Die Umstände vor diesem Spiel waren Besondere. Der NOFV hatte ausgerechnet dieses Spiel für seinen Bestrafungsaktion wegen der Trauerzeremonie am 9.3. ausgesucht und die komplette Südtribüne gesperrt. Kollektivstrafen gibt's nicht mehr? Nicht beim Nordostdeutschen Fussballverband.
Und damit ja keiner von aktiven Fans auf die Idee kommt, nun in anderen Bereichen des Stadions Stimmung zu machen oder "Flagge zu zeigen" wurden vom IV Transpis und Blockfahnen auf der Gegengerade verboten. Der Fanstand auf dem Stadionvorplatz, wo immer das subversive 1143 auslag, musste gleich mit dran glauben.
In Verkennung der allgemeinen Stimmungslage wurde zudem vorsorglich vor einem Platzsturm gewarnt.

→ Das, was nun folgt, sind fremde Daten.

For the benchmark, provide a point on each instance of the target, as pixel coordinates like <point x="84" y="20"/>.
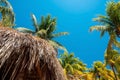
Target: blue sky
<point x="73" y="16"/>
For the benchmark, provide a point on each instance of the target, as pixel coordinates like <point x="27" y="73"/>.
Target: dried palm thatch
<point x="24" y="57"/>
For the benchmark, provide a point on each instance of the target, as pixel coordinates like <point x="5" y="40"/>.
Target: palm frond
<point x="57" y="45"/>
<point x="26" y="54"/>
<point x="59" y="34"/>
<point x="25" y="30"/>
<point x="104" y="20"/>
<point x="99" y="28"/>
<point x="35" y="24"/>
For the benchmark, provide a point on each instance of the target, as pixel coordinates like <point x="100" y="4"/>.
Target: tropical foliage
<point x="7" y="13"/>
<point x="45" y="30"/>
<point x="31" y="52"/>
<point x="72" y="66"/>
<point x="110" y="23"/>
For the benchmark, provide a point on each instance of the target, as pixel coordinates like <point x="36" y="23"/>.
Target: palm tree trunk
<point x="109" y="48"/>
<point x="114" y="72"/>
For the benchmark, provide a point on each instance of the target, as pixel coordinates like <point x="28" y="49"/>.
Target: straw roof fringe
<point x="23" y="52"/>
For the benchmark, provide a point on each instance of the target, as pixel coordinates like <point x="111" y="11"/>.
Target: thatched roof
<point x="25" y="54"/>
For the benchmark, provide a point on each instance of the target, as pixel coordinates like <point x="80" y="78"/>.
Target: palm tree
<point x="25" y="57"/>
<point x="100" y="71"/>
<point x="72" y="66"/>
<point x="45" y="30"/>
<point x="7" y="13"/>
<point x="110" y="24"/>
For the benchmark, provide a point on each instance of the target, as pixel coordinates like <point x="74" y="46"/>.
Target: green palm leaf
<point x="57" y="45"/>
<point x="59" y="34"/>
<point x="35" y="24"/>
<point x="25" y="30"/>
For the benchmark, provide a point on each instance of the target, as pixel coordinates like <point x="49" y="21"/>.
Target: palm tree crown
<point x="45" y="29"/>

Und so waren nur 2.860 Zuschauer im Stadion. Minusrekord am Tag der Meisterschaft! Einen Minusrekord gab es folgerichtig auch in Sachen Stimmung. Ein paar von den Ultras hatten sich im Block 1 versammelt, stimmten hin und wieder einen Gesang an oder riefen gegen Siemon & Co.

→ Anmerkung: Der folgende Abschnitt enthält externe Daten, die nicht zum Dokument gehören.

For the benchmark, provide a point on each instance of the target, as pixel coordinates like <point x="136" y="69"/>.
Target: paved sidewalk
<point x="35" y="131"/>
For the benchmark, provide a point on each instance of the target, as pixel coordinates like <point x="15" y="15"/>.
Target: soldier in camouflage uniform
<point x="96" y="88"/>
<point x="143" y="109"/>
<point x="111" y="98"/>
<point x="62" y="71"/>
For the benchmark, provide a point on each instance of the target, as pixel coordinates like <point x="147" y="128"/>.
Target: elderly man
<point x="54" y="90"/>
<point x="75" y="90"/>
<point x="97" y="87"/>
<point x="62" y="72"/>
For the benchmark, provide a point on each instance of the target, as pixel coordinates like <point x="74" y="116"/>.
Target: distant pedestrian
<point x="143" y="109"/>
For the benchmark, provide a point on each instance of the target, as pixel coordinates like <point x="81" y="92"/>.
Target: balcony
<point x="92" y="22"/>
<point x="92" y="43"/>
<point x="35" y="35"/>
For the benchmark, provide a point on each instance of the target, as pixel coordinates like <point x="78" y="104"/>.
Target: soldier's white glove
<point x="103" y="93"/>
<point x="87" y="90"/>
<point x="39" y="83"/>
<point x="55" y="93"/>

Das wiederum wurde von anderen mit Pfiffen quittiert und es kam zu lautstarken Wortgefechten zwischen Siemon-Befürwortern und -Gegnern. Die Anhängerschaft ist zutiefst gespalten. Zwischen denen, die die Dinge in erster Linie aufgrund des sportlichen Erfolges im Lot sehen.
Und denen, die die Machenschaften des IV, das Ausbooten langjähriger treuer Mitarbeiter, das Kaltstellen der Vereinsgremien, die Ignoranz gegenüber den Mitgliedern und das Bekämpfen der aktiven Fans nicht hinnehmen wollen.
Ballsport gab es auch. In einer höhepunktarmen ersten Hälfte hatte Tobias Müller die große Chance den Club in Führung zu bringen. In der 32. Minute zielte er knapp neben das Tor. Torjäger Daniel Frahn schliesslich schoß den CFC in der 54. Minute
nach schöner Vorarbeit von Dennis Grote in Front. Die Zipsendorfer, bei denen
mit Stenzel, Le Beau und Dartsch drei Ehemalige in der Startelf standen,
antworten nur 5 Minuten später mit einem satten Schuß von Rudolph von der
Strafraumgrenze zum Ausgleich. Beide Mannschaften hätten anschliessend gewinnen
können. Mroß zeigte in der 81. Minute gegen den eingewechselten Trübenbach sein
Können und Velkov köpfte kurz vor Schluss nur an den Pfosten.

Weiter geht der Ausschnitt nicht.